Brady Corbet e il producer Andrea Poli. @THR, 2025
Andrea, iniziamo da The Brutalist. Qual era la sua qualifica? E che cosa avete fatto, esattamente, nel film?
Abbiamo gestito tutta la parte produttiva del set italiano. Abbiamo individuato le location adatte, insieme alle location manager, Sara Moretti e Simona Serafini, e all’assistente alla produzione Andrea Galavotti. Se vuoi la dicitura ‘precisa’, ero ‘italian unit production manager’.
Avete tenuto contatti con la Film commission, immagino…
Sì: con Raffaella Conti, Elisa Favilli ed Elisa Giusti. E poi abbiamo fornito attrezzature, organizzato i trasporti, fornito operatori steadicam, e molte altre cose pratiche.
Complicate, perché le cave di marmo non sono facilmente raggiungibili.
Si trattava praticamente di girare su dei costoni di roccia, in montagne già poco agevoli da raggiungere in condizioni normali: figuriamoci portarci una troupe di un centinaio di persone, e cineprese con pellicola 70millimetri! Abbiamo girato in Vistavision, praticamente con lo stesso standard di Hitchcock!

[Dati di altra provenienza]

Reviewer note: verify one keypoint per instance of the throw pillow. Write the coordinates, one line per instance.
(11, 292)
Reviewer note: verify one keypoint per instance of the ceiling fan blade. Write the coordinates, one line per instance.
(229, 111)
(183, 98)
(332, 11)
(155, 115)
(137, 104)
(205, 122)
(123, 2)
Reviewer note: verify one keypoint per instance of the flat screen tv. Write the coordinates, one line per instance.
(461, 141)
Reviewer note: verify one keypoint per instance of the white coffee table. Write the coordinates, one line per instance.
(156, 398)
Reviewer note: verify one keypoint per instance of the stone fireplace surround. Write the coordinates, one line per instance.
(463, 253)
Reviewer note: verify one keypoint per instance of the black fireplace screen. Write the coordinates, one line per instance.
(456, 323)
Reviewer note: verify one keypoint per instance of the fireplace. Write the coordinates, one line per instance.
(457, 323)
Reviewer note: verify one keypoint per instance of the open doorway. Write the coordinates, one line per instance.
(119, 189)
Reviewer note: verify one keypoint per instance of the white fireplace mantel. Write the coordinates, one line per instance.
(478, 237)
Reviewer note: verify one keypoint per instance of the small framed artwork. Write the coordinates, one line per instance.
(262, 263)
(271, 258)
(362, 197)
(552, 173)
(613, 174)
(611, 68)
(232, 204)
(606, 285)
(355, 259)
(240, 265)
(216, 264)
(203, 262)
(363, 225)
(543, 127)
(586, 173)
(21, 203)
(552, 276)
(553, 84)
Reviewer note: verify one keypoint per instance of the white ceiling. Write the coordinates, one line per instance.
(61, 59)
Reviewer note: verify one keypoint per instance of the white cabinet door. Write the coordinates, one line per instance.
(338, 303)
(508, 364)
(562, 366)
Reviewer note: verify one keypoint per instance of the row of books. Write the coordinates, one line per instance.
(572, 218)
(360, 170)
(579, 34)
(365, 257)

La fase di preparazione che cosa comporta?
Dapprima abbiamo avuto una call su Zoom, con il regista e i suoi collaboratori. Ci hanno spiegato l’idea a grandi linee, ci siamo subito entusiasmati: poi ci è arrivata una sceneggiatura del film. Poi è arrivato Brady Corbet, e abbiamo inziato i sopralluoghi.
Com’è andata?
Brady è un ragazzo di trentacinque anni, che ha una passione enorme, ha voglia di lavorare. C’è da scalare la roccia? Ci spelleremo le mani e ci spaccheremo le ginocchia? E che problema c’è? Si va! Questo era il suo atteggiamento. 4-
[foto di Brady Corbet e Andrea Poli]
Vi siete arrampicati molto?
Consigliati dai cavatori di marmo, siamo arrivati in luoghi riservati, praticamente segreti, delle cave. Abbiamo visto cose…
Lei è anche direttore della fotografia. È stato difficile girare, mantenere l’equilibrio nella esposizione, con tutto quel bianco?
Abbiamo avuto fortuna: quando si è girato con Adrien Brody e Guy Pearce pioveva, ed eravamo immersi letteralmente nelle nuvole. C’era una nebbia biancastra, il pavimento delle cave bianco, sembrava di essere in un sogno di Fellini.
Le condizioni climatiche, in generale, come erano?
Assurde. Pioveva, un freddo bestiale, eravamo in condizioni di estrema difficoltà. Ma così come lo soffrivamo noi, lo soffrivano gli attori, il regista…
Ricorda uno di quei momenti di sofferenza?
Con Adrien Brody, stavamo girando con la ‘marmorina’, il fango bianco, fino alle caviglie. Pioggia, un freddo tremendo. Chiedo: Adrien, hai bisogno di qualcosa? ‘No no, non ti preoccupare, sto benissimo, stiamo andando alla grande’. E so che tremava di freddo, quasi non riuscivamo a camminare, nessuno di noi. Ma Adrien mi ha voluto rassicurare, e dirmi ‘sto bene, va tutto bene, andiamo alla grande’. Ecco perché, in vent’anni che faccio questo mestiere, questa è stata l’esperienza umana più bella.
Come racconterebbe i suoi vent’anni di lavoro?
Sono cresciuto portando le valigette e i cavi, da ragazzo di bottega delle produzioni. E ho proseguito, sempre e solo per passione. Adesso possiamo realizzare un film dall’A alla Z.
Un’ultima cosa: l’Emmy dove lo tiene? In ufficio?
No: se devo essere sincero, ce l’ho in casa!